La strategia della multinazionale americana - fondata nel 1987 dal medico Michael L. Riordan, che all'epoca aveva 29 anni - per Confalone si riassume in due parole: "Innovazione trasformativa, che vuol dire innovazione che cambi davvero potenzialmente il corso naturale di una malattia, incidendo sulla vita dei pazienti in modo radicale e non marginale".

Una linea, sostiene il manager, seguita "da noi storicamente nella virologia, per esempio nell'Hiv con l'introduzione dei 'single tablet regimen', dei regimi a un'unica pillola per pazienti che sono diventati cronici e adesso hanno una vita quasi normale, paragonabile come durata a quella di una persona sana.
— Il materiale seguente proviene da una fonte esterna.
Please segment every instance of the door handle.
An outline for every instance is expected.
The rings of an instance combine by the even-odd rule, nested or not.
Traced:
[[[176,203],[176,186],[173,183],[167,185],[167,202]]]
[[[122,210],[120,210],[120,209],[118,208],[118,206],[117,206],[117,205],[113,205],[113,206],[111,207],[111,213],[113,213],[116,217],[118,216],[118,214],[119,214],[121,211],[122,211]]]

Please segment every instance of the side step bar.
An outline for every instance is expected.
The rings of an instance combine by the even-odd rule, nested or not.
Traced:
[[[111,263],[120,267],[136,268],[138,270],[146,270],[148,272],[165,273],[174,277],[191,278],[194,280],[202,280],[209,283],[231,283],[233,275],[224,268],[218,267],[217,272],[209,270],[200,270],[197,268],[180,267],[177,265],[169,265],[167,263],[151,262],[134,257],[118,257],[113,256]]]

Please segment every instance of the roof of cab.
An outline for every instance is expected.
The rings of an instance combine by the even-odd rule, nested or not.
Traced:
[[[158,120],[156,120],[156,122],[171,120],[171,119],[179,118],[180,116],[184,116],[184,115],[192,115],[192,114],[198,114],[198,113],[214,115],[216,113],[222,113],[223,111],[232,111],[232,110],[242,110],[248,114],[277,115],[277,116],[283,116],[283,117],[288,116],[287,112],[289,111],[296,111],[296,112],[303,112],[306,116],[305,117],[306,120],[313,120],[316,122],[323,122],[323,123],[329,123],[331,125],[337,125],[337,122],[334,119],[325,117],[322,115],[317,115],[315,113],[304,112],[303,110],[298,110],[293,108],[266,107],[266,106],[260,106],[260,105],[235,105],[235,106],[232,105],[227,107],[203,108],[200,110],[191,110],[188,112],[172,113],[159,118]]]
La qualità della vita diventa dunque importante, poter prendere un'unica compressa al giorno e dimenticarsi in questo modo della malattia, dimenticarsi di essere un paziente e sentirsi semplicemente una persona. E' stato un cambiamento radicale, come lo è stato parlare di cure per l'epatite, quando fino a qualche anno fa era difficile eradicare il virus".

E poi c'è l'oncologia: "A parte la Nash, è oggi l'area in cui stiamo sperimentando e investendo in maniera importante - evidenzia Confalone - L'oncologia è fondamentale. Con l'acquisizione di Kite, Gilead è entrata nell'area delle 'cell-therapy', delle terapie cellulari, che di nuovo possono dare una speranza di una cura per patologie come il linfoma non-Hodgkin. I pazienti colpiti oggi hanno veramente un bisogno insoddisfatto e quindi anche qui parliamo di nuovo di una trasformazione radicale. Questa è l'area forse più importante nella quale Gilead conta di creare ulteriori innovazioni trasformative". Ci sono poi anche altri filoni: "Immuno-oncologia, terapie geniche, e poi l'area dell'infiammazione, nella quale si sta investendo in maniera consistente dal punto di vista degli studi clinici".

Oggi Gilead Sciences è un colosso da 9.800 dipendenti nel 2017 (200 in Italia), presente in 40 Paesi e attivo sul fronte dell'Hiv/Aids, dell'Hcv, delle malattie respiratorie e infiammatorie, dell'ematologia e dell'oncologia. In generale, "le grandi aree terapeutiche su cui stiamo sperimentando sono tutte destinate a continuare", rassicura il manager, in un periodo in cui nell'universo Big Pharma si sono susseguiti alcuni annunci di abbandono di programmi di ricerca.

"Nella sperimentazione di Gilead - dice Confalone - ci sono stati alcuni 'setback' su alcune molecole individuali", ma non si profila nessun addio a un'area nel suo complesso. L'investimento in Ricerca & Sviluppo "lo scorso anno è stato di oltre 5 miliardi di dollari", contro i 3 miliardi del 2015 (+59%). "Sono cifre importanti - conclude il manager - destinate a crescere ulteriormente nel corso dei prossimi anni".